Mettre en place une Transition

Outre la violation de la loi, le leader du BL déplore les tueries tant à Conakry qu’en Guinée Forestière, sans la moindre enquête. « Ce serait faire preuve d’une grande naïveté que de croire qu’une élection est possible avec l’ombre d’Alpha Condé, même pas à Sékhoutouréya mais en Guinée. Si la démocratie guinéenne doit être sauvée, le vivre ensemble préservé, une période transitoire est indispensable », martèle Faya Millimouno.

Bah Oury, sur la même longueur d’onde, estime que l’heure n’est pas à discuter de la tenue d’élections. « Il faut une transition politique dans ce pays. Nous sommes dans un pays sans Constitution, avec un fichier électoral totalement corrompu, décrié aussi bien par l’OIF que par la CEDEAO. L’urgence, c’est de restaurer l’ordre constitutionnel avant de penser à organiser une quelconque élection ».

A la question de savoir qui doit mettre en place cette transition, Bah Oury interpelle les Guinéens et la CEDEAO. Cependant, il dénonce des dissensions au sein du FNDC (Front national pour la défense de la Constitution). « Il faut absolument que les gens reviennent aux fondamentaux. Ce n’est pas une compétition pour une élection présidentielle qui est à l’ordre du jour, mais sauver la paix et la stabilité. Il faut remettre de l’ordre dans nos rangs et avoir un langage unique et cohérent vis-à-vis de la Communauté internationale pour se faire entendre. Le FNDC est constitué de partis politiques et d’organisation de la société civile. Les premiers n’ont pas le même langage quant à l’attitude à avoir dans le contexte actuel. Il faut remettre de l’ordre dans la maison d’abord »

Faya Millimouno minimise : « Je ne trouve pas de dissensions majeures au sein du FNDC. Il n’y a pas de différence de vues, de contradictions entre ceux qui ont toujours cru que la Guinée mérite un meilleur leadership.
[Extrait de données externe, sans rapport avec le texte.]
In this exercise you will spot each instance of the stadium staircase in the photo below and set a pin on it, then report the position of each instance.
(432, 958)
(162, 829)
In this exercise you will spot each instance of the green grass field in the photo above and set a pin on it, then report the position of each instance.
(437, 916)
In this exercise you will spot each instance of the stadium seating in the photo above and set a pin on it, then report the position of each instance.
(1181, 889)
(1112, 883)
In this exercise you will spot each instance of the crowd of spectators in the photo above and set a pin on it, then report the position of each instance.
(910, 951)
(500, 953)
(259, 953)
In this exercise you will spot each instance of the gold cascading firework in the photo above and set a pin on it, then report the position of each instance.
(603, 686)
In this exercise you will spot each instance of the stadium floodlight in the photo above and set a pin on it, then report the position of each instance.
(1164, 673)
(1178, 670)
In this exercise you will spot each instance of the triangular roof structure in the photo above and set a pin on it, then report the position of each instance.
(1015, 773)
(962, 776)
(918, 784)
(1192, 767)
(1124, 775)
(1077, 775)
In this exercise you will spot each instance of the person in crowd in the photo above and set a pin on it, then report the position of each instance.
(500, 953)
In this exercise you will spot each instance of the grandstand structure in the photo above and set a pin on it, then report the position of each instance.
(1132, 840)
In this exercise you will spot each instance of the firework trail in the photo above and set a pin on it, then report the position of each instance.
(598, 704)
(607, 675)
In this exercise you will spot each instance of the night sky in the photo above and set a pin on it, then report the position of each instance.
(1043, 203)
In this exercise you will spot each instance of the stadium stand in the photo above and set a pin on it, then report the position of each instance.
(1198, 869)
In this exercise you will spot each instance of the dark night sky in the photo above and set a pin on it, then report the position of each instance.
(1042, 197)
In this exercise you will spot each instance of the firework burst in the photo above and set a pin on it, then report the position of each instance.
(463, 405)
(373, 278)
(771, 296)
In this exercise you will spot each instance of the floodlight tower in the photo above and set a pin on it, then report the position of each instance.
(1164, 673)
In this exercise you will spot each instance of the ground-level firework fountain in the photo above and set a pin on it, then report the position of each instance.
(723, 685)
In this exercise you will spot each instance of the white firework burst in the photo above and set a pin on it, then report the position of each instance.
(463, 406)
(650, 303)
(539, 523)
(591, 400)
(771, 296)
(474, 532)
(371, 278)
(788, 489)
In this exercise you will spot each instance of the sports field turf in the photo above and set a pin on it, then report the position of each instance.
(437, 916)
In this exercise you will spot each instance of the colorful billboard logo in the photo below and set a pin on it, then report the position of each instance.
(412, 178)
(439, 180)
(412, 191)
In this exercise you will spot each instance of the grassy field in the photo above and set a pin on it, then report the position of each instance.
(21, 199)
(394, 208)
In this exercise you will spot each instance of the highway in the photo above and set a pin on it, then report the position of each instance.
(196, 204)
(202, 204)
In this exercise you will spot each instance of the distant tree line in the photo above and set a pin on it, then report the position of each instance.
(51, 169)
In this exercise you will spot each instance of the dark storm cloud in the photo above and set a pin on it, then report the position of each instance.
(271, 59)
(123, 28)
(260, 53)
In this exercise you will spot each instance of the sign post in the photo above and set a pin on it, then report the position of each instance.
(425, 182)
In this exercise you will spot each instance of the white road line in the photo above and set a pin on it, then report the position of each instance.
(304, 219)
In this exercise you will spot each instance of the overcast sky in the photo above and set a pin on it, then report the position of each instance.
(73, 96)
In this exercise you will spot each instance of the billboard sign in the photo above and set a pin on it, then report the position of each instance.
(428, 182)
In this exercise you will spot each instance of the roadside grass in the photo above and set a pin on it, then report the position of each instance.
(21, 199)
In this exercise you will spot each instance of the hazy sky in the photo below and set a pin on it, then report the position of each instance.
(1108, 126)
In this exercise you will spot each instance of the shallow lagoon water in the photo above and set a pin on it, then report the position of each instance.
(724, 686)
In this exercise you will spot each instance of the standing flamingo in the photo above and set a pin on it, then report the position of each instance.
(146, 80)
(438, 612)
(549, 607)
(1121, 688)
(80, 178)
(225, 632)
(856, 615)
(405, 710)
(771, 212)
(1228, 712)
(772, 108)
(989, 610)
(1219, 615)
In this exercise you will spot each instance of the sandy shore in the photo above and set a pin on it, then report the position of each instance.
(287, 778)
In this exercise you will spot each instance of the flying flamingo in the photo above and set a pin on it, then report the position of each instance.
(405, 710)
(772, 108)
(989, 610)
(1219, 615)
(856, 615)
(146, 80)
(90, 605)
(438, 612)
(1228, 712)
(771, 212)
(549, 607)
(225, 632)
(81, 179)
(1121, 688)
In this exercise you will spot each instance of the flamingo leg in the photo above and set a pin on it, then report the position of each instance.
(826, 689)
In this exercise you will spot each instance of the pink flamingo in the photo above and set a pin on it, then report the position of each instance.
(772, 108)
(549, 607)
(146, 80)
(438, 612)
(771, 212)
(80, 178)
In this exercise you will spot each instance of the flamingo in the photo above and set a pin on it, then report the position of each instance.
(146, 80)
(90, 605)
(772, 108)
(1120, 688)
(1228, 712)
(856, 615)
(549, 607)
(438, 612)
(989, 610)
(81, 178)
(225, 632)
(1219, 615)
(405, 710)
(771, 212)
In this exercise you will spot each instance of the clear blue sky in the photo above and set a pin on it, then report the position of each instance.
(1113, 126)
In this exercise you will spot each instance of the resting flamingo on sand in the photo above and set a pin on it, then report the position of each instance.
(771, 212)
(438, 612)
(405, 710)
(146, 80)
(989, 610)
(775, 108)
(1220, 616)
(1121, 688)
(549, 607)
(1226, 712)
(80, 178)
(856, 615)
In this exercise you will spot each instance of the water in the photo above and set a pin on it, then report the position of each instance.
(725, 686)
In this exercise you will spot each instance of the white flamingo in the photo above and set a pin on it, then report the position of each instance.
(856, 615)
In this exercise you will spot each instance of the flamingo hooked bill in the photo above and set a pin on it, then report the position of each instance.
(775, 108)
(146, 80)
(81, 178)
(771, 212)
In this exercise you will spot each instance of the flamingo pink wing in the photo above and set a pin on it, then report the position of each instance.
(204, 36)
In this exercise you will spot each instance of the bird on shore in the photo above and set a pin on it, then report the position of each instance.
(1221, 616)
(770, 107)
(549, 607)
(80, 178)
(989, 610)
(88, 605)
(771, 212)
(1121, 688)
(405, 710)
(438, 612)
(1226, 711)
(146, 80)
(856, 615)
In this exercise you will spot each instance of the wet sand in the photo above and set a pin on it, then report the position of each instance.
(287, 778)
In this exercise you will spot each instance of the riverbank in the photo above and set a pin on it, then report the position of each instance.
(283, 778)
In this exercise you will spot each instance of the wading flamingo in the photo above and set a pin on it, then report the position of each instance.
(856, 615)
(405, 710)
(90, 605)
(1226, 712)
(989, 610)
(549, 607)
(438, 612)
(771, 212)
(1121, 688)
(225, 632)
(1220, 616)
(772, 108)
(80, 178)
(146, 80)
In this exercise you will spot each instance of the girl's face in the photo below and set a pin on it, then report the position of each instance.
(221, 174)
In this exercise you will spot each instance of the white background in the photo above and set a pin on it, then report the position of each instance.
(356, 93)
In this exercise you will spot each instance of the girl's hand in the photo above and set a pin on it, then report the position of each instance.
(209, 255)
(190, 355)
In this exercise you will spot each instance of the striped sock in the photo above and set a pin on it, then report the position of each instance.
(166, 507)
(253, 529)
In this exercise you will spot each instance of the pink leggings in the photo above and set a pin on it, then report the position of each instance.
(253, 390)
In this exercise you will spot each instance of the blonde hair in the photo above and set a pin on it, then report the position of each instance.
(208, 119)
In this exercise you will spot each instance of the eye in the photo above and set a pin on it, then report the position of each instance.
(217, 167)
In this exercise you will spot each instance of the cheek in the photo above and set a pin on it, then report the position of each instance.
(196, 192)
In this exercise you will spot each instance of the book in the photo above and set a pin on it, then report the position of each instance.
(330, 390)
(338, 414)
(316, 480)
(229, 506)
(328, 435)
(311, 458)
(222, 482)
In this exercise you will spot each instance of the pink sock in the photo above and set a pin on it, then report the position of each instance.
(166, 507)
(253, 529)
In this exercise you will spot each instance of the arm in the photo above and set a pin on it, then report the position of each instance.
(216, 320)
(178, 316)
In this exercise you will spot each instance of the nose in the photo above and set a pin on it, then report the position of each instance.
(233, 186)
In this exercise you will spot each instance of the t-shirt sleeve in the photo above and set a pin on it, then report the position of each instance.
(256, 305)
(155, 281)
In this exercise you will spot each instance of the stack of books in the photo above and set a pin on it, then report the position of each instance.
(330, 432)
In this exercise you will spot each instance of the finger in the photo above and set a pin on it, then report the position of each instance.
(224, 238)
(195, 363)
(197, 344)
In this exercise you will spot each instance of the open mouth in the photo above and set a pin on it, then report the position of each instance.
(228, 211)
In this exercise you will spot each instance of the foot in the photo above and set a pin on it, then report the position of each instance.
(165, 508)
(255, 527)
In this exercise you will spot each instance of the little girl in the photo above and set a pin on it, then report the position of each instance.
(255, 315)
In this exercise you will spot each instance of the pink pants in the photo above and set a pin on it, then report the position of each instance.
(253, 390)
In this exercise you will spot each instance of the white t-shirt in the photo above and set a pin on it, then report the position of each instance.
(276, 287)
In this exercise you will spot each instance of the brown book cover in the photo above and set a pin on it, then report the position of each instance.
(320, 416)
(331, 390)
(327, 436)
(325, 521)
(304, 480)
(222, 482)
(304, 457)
Ils doivent juste s’asseoir pour rendre limpide le message afin de plus efficacement mobiliser les Guinéens ». Néanmoins, admet-il, « l’opposition n’a pas été claire. On a l’impression qu’on a peur de demander le départ de Alpha Condé. Il faut le demander et insister, à l’immédiat. Amoulanfé n’était pas mal en soi, mais dès lors que Alpha Condé s’est obstiné et qu’on a dit qu’on ne le reconnaissait plus, ce slogan devait céder place à la demande de son départ. Ce n’est pas encore tard ».  

Après une trêve de trois mois due à la pandémie de Coronavirus, le Front national pour la défense de la Constitution menace de redescendre dans la rue. Il projette une marche pour la « liberté et l’alternance démocratique », le 8 juillet prochain, qui partira du rond-point de la Tannerie à l’esplanade du Palais du peuple via l’autoroute Fidel Castro. Un autre bras-de-fer en vue.